The Kreung tribe in Cambodia allows teenage girls to host private encounters with boys; it is feared pornography will poison the oasis
The idea of a teenage girl inviting different boys to spend the night alone with her every night would appall most Canadian mothers. But for the Kreung tribe in northeastern Cambodia, this is an integral part of a girl’s journey into womanhood.
Journalist Fiona MacGregor and photographer Louis Quail went to visit the Kreung tribe to investigate its culture surrounding sex. Parents build their daughters a small shack when they’ve reached the middle of their adolescence; the hut is a safe haven where the girls are encouraged to bring different boys to spend time with them.
The love huts are meant to create a nurturing environment that teaches responsibility and safety when it comes to sex. But Quail says this culture is under attack of globalization and Western pornography, as it misrepresents female sexuality for the boys in the village.
The positive, liberating culture of the Kreung tribe is falling victim to Western influence that discourages respect towards women, according to Quail.
In MacGregor’ article, “Secrets of the Love Huts,” published in Marie Claire in 2011, she interviews Nang Chan, a 17-year-old girl who has had her love hut for two years. Chan points out that just because a boy comes to the hut, it doesn’t mean they always have sex.
“If I don’t want them to touch me, they won’t,” she says. “We will just talk and sleep.”
Chan, like other girls in the tribe, has a lot of agency. Chan says she and her friends have a screening process for the boys they invite over, which includes investigative questioning and promises of devotion and adoration. Young girls go through a series of lovers before finding a compatible partner to start a family and spend their life with. It is common to marry and have children at a young age, but cases of divorce and sexual assault are incredibly rare.
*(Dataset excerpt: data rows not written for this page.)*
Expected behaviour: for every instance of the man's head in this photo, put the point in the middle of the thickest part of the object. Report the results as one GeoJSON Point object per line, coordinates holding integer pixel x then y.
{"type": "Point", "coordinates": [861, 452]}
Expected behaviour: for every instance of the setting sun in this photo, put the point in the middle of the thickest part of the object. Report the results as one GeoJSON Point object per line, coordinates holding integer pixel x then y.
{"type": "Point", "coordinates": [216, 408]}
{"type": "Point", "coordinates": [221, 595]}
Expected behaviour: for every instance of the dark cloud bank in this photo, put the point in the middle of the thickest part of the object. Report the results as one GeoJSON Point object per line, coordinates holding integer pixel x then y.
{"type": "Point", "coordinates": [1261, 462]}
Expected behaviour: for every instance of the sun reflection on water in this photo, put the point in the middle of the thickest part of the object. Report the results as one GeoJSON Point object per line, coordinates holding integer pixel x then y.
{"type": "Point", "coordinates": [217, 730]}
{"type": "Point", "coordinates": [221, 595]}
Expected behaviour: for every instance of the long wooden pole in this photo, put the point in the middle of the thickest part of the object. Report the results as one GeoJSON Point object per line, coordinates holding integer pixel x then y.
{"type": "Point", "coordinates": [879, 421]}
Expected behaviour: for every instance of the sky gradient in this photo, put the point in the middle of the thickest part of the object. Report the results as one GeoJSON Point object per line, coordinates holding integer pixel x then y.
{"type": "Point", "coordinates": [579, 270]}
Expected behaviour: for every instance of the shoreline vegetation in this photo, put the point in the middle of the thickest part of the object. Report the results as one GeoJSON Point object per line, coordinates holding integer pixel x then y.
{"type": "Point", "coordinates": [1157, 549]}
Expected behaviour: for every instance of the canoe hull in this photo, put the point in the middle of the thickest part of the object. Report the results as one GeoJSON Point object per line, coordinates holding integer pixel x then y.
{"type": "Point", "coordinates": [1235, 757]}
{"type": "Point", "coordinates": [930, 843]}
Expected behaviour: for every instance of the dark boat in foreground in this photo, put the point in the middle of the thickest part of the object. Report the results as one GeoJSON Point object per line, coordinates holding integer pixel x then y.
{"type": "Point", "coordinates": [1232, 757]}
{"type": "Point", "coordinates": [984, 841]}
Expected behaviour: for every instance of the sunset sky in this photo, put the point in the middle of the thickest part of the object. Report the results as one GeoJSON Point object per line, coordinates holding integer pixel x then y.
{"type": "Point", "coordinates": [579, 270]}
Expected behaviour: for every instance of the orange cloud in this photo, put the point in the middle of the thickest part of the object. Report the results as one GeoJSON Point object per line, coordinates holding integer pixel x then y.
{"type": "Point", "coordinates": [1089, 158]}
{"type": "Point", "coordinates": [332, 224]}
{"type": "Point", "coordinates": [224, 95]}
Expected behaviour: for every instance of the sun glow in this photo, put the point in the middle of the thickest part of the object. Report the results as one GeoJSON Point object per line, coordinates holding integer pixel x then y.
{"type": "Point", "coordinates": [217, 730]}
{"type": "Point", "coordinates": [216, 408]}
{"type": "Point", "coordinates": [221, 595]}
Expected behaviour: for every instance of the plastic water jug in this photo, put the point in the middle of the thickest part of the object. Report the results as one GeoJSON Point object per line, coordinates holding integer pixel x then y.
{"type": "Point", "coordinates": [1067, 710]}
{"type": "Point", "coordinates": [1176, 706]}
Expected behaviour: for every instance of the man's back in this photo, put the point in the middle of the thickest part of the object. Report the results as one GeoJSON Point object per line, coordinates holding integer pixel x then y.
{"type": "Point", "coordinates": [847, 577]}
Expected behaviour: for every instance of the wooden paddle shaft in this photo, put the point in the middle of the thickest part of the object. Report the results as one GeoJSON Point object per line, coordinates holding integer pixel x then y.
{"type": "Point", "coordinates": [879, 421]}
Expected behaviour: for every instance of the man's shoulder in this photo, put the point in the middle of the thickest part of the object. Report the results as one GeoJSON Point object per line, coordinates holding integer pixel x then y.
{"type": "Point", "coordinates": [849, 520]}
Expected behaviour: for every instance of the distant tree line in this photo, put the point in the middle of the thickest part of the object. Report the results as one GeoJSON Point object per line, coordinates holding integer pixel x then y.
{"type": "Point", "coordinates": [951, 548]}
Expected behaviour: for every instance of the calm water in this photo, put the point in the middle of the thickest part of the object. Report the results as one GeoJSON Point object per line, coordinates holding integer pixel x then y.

Quail says the Kreung culture is not to be confused with one of promiscuity and lust. “Many people get the wrong idea, exaggerate the sexual aspect, and project their own—mainly Western—values on these tribes,” says Quail. “The idea is that these girls don’t have sex with their partners unless they are sure of them as partners in marriage. However, they might fool around a little with a mix of boys until they find someone they are sexually compatible with.”
Chan’s mother, Galung, a 45-year-old woman, met Puang, Chan’s 56-year-old father, when Galung was 15. Galung says that out of around 150 families in a Kreung village, there have only been one or two couples that have not stayed together.
The girls in the tribe have also been taught about contraceptives by NGOs that operate in the area, aware of how to protect themselves from unwanted pregnancies and STIs. Chan notes that the girls and boys share responsibility for safe sex practices.
Leum and Kawan are a couple from the Kreung tribe, and at 30, Leum already has three children with Kawan, his wife of nine years. “If a girl gets pregnant by a man who doesn’t love her, but another boy does love her, he will marry her anyway and bring the baby up as his own,” says Leum in the MacGregor article.
Leum also says that as parents, they are not worried about virginity or “purity,” so long as the girls are safe physically and sexually, and treated well by boys who return their love.
Lung Wen, the 49-year-old village chief, says this kind of respect for women is fading in the villages. “The boys aren’t as respectful as they used to be,” he says. “They see things on TV about sex that we didn’t used to know about.”
Thanks to media technology, boys have easy access to Western pornography, which, says Quail, teaches disrespect towards women.
“Motorcycles and porn on mobile phones mean boys come from other villages, with a different set of values from those of the past, hoping to take advantage of the girls,” he says. “Before, the families knew the boys from the local area, but now complete strangers can arrive from many miles away. Parents are thinking very hard about whether this tradition can continue.”
Poeun, a 17-year-old girl, saw this behavioural shift first-hand. “Many of the boys are not very good,” she says. “Some of the boys who come to see me are very arrogant. If they try to do things I don’t want, I tell them off in a loud voice. That usually works.”
While Canadian parents might be quick to give any boy who enters the bedroom of their daughter a swift boot out the door, the Kreung tribe teaches that an open, trusting environment around safe sex is empowering for young girls.
Those from the west who condemn the practices of the Kreung tribe should reflect not only on what we can learn from their culture, but also how our own Western values are teaching them to behave.